A l'instantanéité oppose la profondeur de l'éphémère, ce qui ne dure presque pas ou la durée réduite quasiment à l'instant. Dans le mouvement de l'éphémère s'exalte l'intrigue de la cessation. Peut-être est-ce notre passion pour les possibles qui nous pousse à l'aimer ? Nous y lisons une destinée métaphysique butant sur la contradiction de son principe d'apparition, cela s'exerçant dans un temps si court. Les racines de notre fascination sont à rechercher dans nos craintes et nos refus.

Fugace le mouvement du danseur, la course du passant. Déjà disparues ces traces sur le sol. Que reste-t-il du passage dans l'herbe de Richard Long ? Le vingtième siècle fut fasciné par le fugace, ce qui ne dure pas, entraîné dans un mouvement vers la succession.
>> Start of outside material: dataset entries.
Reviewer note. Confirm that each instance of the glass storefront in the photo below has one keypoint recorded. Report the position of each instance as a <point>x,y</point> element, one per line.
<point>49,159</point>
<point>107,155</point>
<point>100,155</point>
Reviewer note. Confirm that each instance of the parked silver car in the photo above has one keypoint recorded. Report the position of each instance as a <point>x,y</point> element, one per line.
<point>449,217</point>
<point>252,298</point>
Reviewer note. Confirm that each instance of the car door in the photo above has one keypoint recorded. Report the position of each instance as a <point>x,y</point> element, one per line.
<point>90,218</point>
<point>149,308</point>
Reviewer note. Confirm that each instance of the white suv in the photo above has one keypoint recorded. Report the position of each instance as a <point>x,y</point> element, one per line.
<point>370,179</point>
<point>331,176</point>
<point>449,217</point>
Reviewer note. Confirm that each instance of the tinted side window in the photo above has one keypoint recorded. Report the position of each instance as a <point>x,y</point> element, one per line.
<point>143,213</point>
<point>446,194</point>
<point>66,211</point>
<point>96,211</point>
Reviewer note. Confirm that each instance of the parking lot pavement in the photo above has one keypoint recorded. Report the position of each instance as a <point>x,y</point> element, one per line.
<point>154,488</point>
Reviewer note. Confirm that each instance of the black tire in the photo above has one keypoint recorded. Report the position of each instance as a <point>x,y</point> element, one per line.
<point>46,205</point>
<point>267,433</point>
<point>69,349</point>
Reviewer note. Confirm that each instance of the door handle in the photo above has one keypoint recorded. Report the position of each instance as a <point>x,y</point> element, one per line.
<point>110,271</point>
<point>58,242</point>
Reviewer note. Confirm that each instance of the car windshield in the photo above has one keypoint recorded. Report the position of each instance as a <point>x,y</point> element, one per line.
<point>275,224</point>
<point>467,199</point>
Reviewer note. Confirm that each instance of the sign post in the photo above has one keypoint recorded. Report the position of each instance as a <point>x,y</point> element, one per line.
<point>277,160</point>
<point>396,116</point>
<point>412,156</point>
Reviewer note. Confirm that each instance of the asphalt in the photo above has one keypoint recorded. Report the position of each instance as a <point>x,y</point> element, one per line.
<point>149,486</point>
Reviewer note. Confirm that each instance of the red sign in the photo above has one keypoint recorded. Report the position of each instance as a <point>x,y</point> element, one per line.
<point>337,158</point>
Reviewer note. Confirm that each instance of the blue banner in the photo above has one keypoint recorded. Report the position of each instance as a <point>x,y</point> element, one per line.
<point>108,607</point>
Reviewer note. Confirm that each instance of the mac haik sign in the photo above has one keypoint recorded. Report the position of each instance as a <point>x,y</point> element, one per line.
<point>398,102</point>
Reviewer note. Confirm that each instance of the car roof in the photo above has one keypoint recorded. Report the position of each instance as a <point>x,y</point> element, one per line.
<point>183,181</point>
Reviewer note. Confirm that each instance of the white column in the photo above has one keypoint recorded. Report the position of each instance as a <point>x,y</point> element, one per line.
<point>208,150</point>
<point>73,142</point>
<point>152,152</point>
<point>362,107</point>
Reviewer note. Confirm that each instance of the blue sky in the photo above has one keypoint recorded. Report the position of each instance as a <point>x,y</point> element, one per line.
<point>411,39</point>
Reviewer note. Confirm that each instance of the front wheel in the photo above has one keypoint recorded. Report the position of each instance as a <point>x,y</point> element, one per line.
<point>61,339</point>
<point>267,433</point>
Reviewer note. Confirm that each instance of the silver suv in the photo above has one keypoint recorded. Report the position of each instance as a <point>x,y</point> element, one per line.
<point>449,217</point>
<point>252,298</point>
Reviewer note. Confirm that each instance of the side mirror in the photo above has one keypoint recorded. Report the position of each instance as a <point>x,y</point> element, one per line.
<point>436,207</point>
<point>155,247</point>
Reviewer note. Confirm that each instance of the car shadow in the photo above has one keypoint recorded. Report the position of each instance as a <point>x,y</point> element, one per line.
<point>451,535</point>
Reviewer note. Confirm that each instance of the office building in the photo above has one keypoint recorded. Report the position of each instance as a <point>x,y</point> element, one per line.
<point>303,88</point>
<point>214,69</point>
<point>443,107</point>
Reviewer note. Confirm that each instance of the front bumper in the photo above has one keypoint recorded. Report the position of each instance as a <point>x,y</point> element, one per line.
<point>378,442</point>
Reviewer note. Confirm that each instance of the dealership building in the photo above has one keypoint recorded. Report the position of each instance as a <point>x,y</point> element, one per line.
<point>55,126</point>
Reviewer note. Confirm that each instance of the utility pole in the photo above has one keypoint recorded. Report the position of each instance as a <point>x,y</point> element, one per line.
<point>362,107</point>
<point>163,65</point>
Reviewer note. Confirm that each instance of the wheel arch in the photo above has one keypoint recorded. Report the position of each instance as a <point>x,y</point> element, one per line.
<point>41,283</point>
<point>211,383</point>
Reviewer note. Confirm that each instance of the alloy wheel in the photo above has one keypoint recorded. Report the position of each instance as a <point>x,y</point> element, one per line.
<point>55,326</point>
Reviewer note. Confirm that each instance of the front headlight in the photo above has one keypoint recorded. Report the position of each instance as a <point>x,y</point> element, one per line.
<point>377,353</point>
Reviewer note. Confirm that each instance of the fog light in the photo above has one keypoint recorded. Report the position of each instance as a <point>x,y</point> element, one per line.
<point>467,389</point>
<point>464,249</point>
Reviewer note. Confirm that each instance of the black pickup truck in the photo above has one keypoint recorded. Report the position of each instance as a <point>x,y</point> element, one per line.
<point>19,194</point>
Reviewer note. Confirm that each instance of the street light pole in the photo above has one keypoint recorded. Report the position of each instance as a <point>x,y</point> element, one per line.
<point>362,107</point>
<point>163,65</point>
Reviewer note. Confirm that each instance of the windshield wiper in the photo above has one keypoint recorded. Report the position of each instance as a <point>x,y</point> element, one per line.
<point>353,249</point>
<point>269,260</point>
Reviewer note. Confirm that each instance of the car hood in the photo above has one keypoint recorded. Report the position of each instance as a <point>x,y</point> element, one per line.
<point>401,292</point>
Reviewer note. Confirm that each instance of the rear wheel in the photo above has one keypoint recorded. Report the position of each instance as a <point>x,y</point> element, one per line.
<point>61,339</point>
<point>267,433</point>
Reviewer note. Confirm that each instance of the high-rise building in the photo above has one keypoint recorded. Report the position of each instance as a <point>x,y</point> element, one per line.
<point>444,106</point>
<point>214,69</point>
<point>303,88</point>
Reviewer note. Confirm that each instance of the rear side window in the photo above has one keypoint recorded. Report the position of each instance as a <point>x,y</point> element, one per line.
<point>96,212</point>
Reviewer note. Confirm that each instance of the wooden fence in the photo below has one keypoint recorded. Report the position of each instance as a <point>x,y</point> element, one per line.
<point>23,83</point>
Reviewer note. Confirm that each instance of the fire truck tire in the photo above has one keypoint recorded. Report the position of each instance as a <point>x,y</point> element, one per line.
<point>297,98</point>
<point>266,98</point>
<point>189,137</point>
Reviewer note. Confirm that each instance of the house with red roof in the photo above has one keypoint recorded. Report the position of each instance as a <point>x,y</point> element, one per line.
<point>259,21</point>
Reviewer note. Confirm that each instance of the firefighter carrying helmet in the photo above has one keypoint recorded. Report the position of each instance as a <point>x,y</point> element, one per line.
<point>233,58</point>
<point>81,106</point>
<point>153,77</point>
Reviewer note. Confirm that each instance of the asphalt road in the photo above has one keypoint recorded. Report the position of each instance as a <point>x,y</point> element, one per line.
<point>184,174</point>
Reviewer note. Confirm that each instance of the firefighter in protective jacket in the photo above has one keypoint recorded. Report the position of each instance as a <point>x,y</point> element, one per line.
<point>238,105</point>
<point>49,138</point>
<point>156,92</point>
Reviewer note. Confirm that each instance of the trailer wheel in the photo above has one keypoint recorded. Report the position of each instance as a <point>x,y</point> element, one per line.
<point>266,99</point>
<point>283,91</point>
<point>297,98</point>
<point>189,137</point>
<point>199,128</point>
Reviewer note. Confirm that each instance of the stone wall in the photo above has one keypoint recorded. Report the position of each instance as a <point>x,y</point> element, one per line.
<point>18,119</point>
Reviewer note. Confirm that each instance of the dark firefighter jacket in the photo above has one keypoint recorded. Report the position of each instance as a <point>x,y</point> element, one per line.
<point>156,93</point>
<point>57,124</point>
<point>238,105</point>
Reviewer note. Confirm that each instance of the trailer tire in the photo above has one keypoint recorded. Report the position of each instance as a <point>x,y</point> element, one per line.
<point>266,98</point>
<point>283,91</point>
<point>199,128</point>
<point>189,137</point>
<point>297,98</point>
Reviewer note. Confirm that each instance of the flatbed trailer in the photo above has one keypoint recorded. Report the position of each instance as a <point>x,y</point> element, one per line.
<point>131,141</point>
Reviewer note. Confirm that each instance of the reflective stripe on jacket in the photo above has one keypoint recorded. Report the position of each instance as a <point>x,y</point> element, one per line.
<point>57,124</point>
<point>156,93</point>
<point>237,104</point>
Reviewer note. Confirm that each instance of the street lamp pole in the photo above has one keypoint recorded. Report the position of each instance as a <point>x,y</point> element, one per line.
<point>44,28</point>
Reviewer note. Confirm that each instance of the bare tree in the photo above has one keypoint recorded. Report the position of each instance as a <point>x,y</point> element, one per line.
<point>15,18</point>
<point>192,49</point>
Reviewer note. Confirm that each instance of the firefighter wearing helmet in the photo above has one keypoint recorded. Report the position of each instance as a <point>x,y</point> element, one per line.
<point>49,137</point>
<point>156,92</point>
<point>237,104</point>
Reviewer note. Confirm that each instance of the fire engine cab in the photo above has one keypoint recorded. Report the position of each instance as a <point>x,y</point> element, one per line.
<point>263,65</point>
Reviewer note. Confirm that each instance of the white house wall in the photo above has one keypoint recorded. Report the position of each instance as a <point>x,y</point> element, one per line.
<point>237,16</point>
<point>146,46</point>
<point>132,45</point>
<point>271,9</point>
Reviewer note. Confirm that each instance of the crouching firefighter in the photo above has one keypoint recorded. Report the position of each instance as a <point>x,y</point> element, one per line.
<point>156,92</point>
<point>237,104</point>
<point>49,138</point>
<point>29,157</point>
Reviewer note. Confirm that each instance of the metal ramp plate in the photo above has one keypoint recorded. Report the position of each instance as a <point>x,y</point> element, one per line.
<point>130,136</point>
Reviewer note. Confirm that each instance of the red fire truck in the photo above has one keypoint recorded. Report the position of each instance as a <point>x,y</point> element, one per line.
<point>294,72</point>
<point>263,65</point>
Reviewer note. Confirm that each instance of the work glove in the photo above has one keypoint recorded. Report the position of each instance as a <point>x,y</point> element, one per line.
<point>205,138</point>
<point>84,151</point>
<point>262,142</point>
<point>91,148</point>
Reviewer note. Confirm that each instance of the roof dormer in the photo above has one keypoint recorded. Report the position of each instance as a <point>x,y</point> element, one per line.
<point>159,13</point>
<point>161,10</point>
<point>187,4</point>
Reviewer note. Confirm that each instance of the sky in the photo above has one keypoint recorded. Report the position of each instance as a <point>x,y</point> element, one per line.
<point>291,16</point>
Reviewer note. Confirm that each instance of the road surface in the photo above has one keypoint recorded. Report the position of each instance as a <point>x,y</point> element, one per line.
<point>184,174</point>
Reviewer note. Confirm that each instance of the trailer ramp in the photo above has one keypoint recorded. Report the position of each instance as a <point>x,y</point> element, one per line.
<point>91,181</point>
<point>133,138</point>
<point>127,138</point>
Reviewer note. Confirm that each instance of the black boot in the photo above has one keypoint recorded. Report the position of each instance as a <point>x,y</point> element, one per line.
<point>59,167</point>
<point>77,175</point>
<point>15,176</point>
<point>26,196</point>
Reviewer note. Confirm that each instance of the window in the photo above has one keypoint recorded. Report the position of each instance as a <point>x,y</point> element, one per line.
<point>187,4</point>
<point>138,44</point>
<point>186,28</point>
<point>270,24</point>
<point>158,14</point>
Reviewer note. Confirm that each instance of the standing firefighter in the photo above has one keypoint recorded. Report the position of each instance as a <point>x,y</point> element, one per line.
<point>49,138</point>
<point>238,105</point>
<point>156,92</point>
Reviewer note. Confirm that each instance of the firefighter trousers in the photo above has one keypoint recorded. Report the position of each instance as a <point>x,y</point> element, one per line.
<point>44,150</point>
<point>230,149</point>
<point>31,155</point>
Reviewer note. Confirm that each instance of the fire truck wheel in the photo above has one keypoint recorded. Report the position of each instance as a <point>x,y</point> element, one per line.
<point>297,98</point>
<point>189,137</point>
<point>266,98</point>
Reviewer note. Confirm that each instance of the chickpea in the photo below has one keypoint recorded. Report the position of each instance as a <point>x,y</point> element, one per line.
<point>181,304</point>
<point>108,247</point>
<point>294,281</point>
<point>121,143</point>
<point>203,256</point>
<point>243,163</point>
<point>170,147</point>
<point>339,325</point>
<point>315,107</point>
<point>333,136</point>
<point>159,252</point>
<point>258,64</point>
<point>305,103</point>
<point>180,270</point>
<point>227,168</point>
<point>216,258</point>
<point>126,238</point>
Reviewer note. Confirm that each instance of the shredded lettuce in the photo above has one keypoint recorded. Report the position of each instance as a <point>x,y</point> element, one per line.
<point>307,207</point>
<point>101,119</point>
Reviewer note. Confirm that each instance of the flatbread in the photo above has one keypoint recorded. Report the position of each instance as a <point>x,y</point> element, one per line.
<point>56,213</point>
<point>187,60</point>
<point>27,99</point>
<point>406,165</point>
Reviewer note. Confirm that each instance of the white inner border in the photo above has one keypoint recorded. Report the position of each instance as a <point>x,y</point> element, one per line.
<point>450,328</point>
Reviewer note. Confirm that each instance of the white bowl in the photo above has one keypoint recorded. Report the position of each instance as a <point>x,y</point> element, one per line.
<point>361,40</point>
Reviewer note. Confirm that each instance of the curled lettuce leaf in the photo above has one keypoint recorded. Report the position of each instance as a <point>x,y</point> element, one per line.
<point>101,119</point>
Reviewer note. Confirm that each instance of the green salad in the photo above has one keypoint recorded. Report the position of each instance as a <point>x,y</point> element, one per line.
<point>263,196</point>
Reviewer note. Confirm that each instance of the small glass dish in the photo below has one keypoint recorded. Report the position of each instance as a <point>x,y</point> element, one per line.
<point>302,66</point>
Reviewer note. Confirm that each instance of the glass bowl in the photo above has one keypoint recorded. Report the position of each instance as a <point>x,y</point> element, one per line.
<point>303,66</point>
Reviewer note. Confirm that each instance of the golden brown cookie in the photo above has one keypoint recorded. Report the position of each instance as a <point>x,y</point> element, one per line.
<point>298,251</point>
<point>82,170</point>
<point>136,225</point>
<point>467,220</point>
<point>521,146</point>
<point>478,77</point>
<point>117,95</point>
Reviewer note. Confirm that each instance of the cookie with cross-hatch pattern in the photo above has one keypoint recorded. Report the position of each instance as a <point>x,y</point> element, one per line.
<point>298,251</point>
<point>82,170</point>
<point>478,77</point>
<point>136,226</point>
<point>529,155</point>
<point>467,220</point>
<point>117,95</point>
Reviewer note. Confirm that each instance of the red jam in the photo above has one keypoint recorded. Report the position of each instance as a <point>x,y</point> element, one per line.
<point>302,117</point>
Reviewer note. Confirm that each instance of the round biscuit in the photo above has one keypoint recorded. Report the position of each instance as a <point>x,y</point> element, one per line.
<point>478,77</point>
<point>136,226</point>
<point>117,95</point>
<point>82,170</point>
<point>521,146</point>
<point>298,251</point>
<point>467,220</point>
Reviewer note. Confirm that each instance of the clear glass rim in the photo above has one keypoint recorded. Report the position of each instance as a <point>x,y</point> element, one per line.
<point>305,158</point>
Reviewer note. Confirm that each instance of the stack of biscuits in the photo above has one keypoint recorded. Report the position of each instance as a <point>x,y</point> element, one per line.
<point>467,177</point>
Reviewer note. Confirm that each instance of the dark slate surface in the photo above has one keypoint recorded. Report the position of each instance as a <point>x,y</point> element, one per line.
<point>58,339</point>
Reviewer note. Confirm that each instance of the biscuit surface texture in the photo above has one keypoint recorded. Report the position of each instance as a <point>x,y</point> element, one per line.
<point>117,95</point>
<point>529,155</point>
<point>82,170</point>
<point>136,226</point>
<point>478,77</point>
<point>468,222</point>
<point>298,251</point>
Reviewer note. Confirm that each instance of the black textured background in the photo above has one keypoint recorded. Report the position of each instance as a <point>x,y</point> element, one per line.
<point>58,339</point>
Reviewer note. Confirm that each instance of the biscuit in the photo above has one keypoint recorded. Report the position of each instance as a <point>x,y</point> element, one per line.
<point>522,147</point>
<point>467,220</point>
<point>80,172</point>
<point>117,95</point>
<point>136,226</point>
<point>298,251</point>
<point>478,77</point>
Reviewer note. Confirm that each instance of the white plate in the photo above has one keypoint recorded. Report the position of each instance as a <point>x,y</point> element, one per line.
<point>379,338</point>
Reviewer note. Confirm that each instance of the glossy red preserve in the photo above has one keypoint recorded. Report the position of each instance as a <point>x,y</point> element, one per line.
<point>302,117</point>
L'art contemporain le démontre : « toutes les civilisations anciennes croyaient au définitif, mais, pour nous, le définitif c'est le mouvement, le définitif c'est la transformation » J Tinguely.

La sensation du furtif accompagne une sensation de l'accélération du temps et de la précarité de toutes choses. L'éphémère interroge sans cesse le sens de la vitesse et celui de la permanence. Notre engouement pour le fugace s'exerce par référence, par opposition à partir de temporalités plus vastes. Naît une dialectique du fugace face au lourd, de l'éphémère face à la pérennité.